73. Then Friend
THEN: FRIEND
It could be said that we improved Jade’s life, but the truth of it was that she improved ours.
Avery was my only friend before Jade. I loved my sister endlessly, but there were secrets separating us.
Our easy bond from childhood had thinned after her marriage, though we remained devoted to each other.
She never admitted to Ilsit being her lover, and I had never admitted to Thane being mine.
And Thane had been my friend, but that had all been undone.
I realized I had expected much of Avery, to be both my partner and my friend, and he had shouldered that responsibility well.
I felt that Jade’s friendship to both of us made us better partners to each other. He had someone to try out his humor on and someone else who did not believe in Rodwin, one other soul to whom he did not have to speak with caution. And I had my first female friend.
I like to think we made up for these gifts with what we gave her.
Her feet were roughly the size of mine, and I gave her a pair of my boots.
I took two dresses, two shifts, and a set of stays from my trunk and gave them to her along with hair pins, a comb that was better than the one she had, and an apron made of thin, tanned leather with large pockets that Magda had worn.
I could not bring myself to wear it after she died and had hung it on a hook in the front room and forgotten about it.
Avery made Jade a nail file to better keep her fingernails, which she had bitten down to the quick.
And he gave her a set of knives of several sizes, from small enough to pry open her mussels to large enough to gut a fat fish.
They were trinkets compared to the joy she brought with her into our house along with nearly daily fish and the occasional bucket of mussels.
She had traded regularly with the tinkers, had even spent some nights camping with them over the winters.
She once explained to me that as a child, they had tried to adopt her, absorb her into their fold.
But by the time she had taught herself all the footpaths in and around Nyossa, she had already made a life of some comfort for herself in her old shed.
She did not want to leave her goddesses.
“They used to visit with more frequency,” she reminded me.
“I saw them quite a lot, and when they camped outside Carver I would camp with them. I rather grew up with them. It was they who explained to me who fed me and cared for me in the forest. That it was Mother Earth and Sister Sea. The tinkers gave me my first net. And I used to dream about certain streams where the fish swam more slowly. Then I would wake and find the same streams in my wanderings around Nyossa. And those fish were easy to catch.”
We were both kneeling in the garden, adding into the soil waste from my herbalist work along with snippets of leaves and roots that had not made it into my decoctions. We worked these all into the ground around the vegetables, so as to enrich it.

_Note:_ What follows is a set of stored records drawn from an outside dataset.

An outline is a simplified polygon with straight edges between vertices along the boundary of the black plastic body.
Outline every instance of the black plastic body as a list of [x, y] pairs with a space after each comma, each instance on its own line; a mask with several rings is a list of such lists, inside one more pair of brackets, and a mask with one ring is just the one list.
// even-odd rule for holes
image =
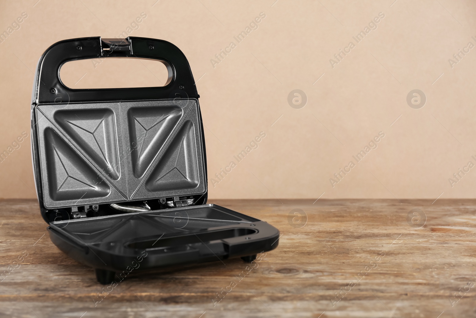
[[[160, 87], [83, 90], [72, 89], [61, 82], [59, 77], [60, 69], [64, 63], [74, 60], [98, 57], [158, 60], [167, 66], [169, 81], [165, 86]], [[233, 257], [242, 257], [244, 261], [250, 262], [254, 259], [256, 254], [278, 246], [279, 232], [271, 225], [218, 205], [205, 204], [208, 196], [206, 154], [198, 97], [185, 55], [176, 46], [166, 41], [136, 37], [101, 40], [98, 37], [68, 40], [52, 45], [40, 59], [33, 85], [31, 136], [35, 185], [41, 215], [50, 225], [48, 231], [53, 243], [72, 258], [95, 268], [98, 279], [101, 283], [108, 283], [116, 279], [115, 272], [130, 272], [131, 268], [139, 268], [139, 263], [142, 269]], [[76, 111], [84, 112], [84, 108], [88, 112], [88, 107], [92, 107], [93, 110], [95, 107], [102, 110], [106, 107], [104, 105], [113, 103], [119, 103], [119, 106], [110, 106], [112, 107], [111, 109], [114, 107], [120, 108], [122, 107], [121, 103], [125, 105], [128, 103], [132, 104], [134, 109], [140, 110], [142, 105], [149, 105], [148, 103], [155, 103], [156, 106], [154, 107], [160, 108], [175, 100], [185, 101], [188, 104], [190, 102], [193, 105], [190, 107], [195, 107], [193, 109], [196, 112], [194, 117], [190, 117], [192, 119], [186, 122], [188, 123], [188, 126], [194, 129], [193, 136], [195, 136], [195, 139], [190, 139], [188, 142], [198, 143], [196, 145], [199, 147], [183, 144], [183, 151], [188, 149], [189, 151], [192, 149], [195, 152], [198, 159], [197, 162], [201, 163], [198, 164], [198, 167], [201, 167], [198, 170], [202, 173], [204, 171], [204, 177], [197, 175], [198, 183], [201, 185], [199, 191], [193, 192], [193, 189], [185, 189], [186, 191], [184, 193], [191, 195], [187, 197], [191, 198], [191, 205], [183, 207], [178, 205], [168, 207], [153, 203], [151, 204], [151, 211], [121, 214], [118, 211], [114, 212], [109, 205], [111, 203], [134, 205], [138, 203], [138, 200], [132, 199], [132, 196], [129, 194], [123, 195], [122, 198], [114, 202], [110, 198], [98, 197], [95, 199], [93, 196], [92, 199], [89, 199], [88, 204], [96, 205], [96, 208], [99, 211], [95, 211], [99, 214], [93, 213], [92, 210], [88, 209], [92, 205], [88, 205], [87, 207], [84, 206], [83, 207], [85, 212], [82, 218], [73, 219], [72, 212], [78, 211], [78, 206], [65, 202], [73, 202], [77, 198], [69, 198], [71, 200], [63, 198], [62, 201], [56, 202], [53, 200], [50, 200], [48, 205], [45, 204], [46, 198], [49, 198], [48, 194], [53, 191], [51, 189], [51, 183], [45, 183], [45, 179], [51, 177], [52, 173], [49, 170], [49, 167], [52, 166], [48, 163], [49, 160], [51, 161], [52, 157], [45, 154], [48, 152], [47, 148], [53, 147], [68, 174], [61, 186], [69, 176], [57, 148], [54, 145], [48, 145], [48, 143], [63, 138], [64, 144], [67, 142], [69, 143], [68, 144], [74, 144], [71, 136], [68, 135], [68, 131], [62, 130], [58, 123], [55, 122], [56, 117], [48, 118], [49, 122], [46, 123], [39, 121], [42, 119], [47, 120], [39, 118], [48, 117], [45, 110], [51, 108], [54, 103], [60, 105], [66, 103], [69, 106], [65, 106], [65, 109], [68, 109], [68, 112], [73, 111], [74, 113]], [[129, 109], [127, 107], [129, 106], [124, 107]], [[52, 112], [51, 113], [55, 113]], [[184, 115], [183, 121], [187, 119], [185, 117], [188, 115]], [[127, 122], [128, 120], [124, 120]], [[179, 128], [179, 125], [181, 124], [177, 124], [174, 128], [176, 132], [171, 133], [169, 138], [169, 138], [168, 144], [164, 144], [163, 149], [160, 148], [162, 150], [160, 154], [162, 154], [158, 153], [157, 162], [159, 162], [160, 156], [167, 157], [169, 148], [173, 149], [174, 136], [181, 135], [179, 132], [182, 131], [180, 130], [182, 128]], [[44, 137], [47, 131], [54, 131], [56, 133], [53, 134], [52, 139], [49, 142]], [[182, 144], [184, 140], [182, 140]], [[83, 146], [87, 144], [83, 141]], [[99, 144], [98, 143], [98, 146]], [[179, 148], [177, 148], [179, 152], [181, 151], [182, 144], [180, 144]], [[92, 163], [93, 160], [90, 158], [88, 159], [89, 155], [81, 152], [81, 144], [75, 146], [76, 148], [71, 145], [70, 149], [68, 148], [69, 146], [64, 147], [65, 149], [69, 149], [68, 151], [71, 154], [77, 151], [77, 155], [80, 155], [80, 158], [85, 159], [84, 163], [86, 163], [78, 162], [79, 165], [89, 164], [91, 170], [97, 169], [95, 164]], [[50, 152], [55, 154], [52, 151]], [[76, 156], [77, 154], [72, 154], [69, 160], [73, 160], [71, 158], [79, 158], [79, 156]], [[178, 162], [178, 157], [177, 160]], [[186, 158], [186, 161], [187, 160]], [[186, 162], [184, 164], [189, 165], [190, 162]], [[74, 166], [75, 162], [72, 164], [71, 166]], [[176, 163], [176, 166], [177, 164]], [[61, 166], [59, 164], [58, 166]], [[129, 166], [126, 166], [126, 169], [130, 169], [127, 167]], [[149, 170], [152, 167], [151, 165]], [[129, 172], [127, 171], [127, 173]], [[203, 175], [203, 173], [200, 175]], [[183, 176], [188, 180], [188, 175]], [[82, 182], [77, 178], [72, 179]], [[174, 180], [169, 180], [170, 182], [173, 183]], [[50, 188], [49, 192], [44, 188], [45, 185]], [[181, 191], [183, 192], [183, 190], [177, 190], [177, 196], [173, 193], [169, 194], [168, 196], [178, 199], [178, 194]], [[150, 195], [153, 195], [153, 192], [151, 193]], [[150, 202], [156, 202], [157, 200], [160, 202], [161, 198], [147, 198]], [[179, 199], [177, 202], [185, 202], [183, 200]], [[87, 215], [86, 211], [88, 211]]]

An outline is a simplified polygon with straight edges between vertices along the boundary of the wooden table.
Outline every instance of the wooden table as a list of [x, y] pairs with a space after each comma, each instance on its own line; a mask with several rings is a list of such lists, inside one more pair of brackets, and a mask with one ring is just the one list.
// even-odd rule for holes
[[133, 271], [103, 299], [93, 270], [51, 243], [35, 201], [0, 201], [0, 272], [15, 267], [0, 317], [476, 317], [476, 201], [281, 201], [212, 202], [281, 231], [241, 280], [239, 259]]

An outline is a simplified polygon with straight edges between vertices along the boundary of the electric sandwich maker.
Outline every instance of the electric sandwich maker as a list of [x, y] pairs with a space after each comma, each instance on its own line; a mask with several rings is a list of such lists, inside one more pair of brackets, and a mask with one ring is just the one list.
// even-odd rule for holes
[[[68, 61], [112, 57], [160, 61], [168, 82], [78, 90], [60, 79]], [[41, 215], [53, 243], [100, 283], [132, 268], [251, 262], [278, 246], [279, 232], [266, 222], [206, 204], [199, 97], [185, 55], [166, 41], [67, 40], [40, 59], [31, 140]]]

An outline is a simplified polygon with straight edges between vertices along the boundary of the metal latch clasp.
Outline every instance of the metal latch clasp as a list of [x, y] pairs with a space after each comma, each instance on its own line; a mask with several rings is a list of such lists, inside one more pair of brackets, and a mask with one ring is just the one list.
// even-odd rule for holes
[[127, 39], [101, 39], [103, 51], [110, 54], [113, 52], [131, 53], [130, 42]]

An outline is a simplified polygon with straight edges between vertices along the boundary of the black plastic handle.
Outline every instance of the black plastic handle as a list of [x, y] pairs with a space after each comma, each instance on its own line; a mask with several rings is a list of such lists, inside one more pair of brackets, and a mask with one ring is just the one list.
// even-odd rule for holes
[[[169, 82], [157, 87], [72, 89], [60, 79], [60, 68], [68, 61], [107, 57], [162, 61], [171, 75]], [[64, 40], [50, 47], [38, 62], [32, 99], [33, 103], [38, 103], [198, 97], [188, 62], [171, 43], [133, 37], [101, 41], [95, 37]]]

“So, where do you think the shed came from?” I asked. “Mortal hands built that.” I so wanted to believe her and nearly did when she claimed that two deities had kept her alive and taught her to survive.
Jade reached into the bucket with the plant waste and smeared it around my tomato plants. “I think that was once a warden’s camp.”
“A warden’s?”
“The tinkers told me. The kings of Tintar have always had scouting and tracking soldiers living in the woods, but they operate alone, one at a time. They patrol the borders of Nyossa.”
I sat back on my heels. “I have never seen one.” I could not help but play skeptic. I knew the forest, at least the small portion of it closest to my farm. I had seen no soldier.
“You wouldn’t. They are even more invisible than I ever was, slinking around the forest. They usually are men with air magic.”
“What is air magic?” I asked. “It’s the only one that doesn’t make sense to me. The other gods I understand, but not air.”
Jade peered at me like I was a bit slow. “It is right there in The Life of Una?” She had sat in my kitchen while I pressed oils and had read the book cover to cover in the span of a few days.
I felt guilt at not trusting her with the book, but it was my dearest possession, and she did not seem to take offense at having to read it while it was on my property.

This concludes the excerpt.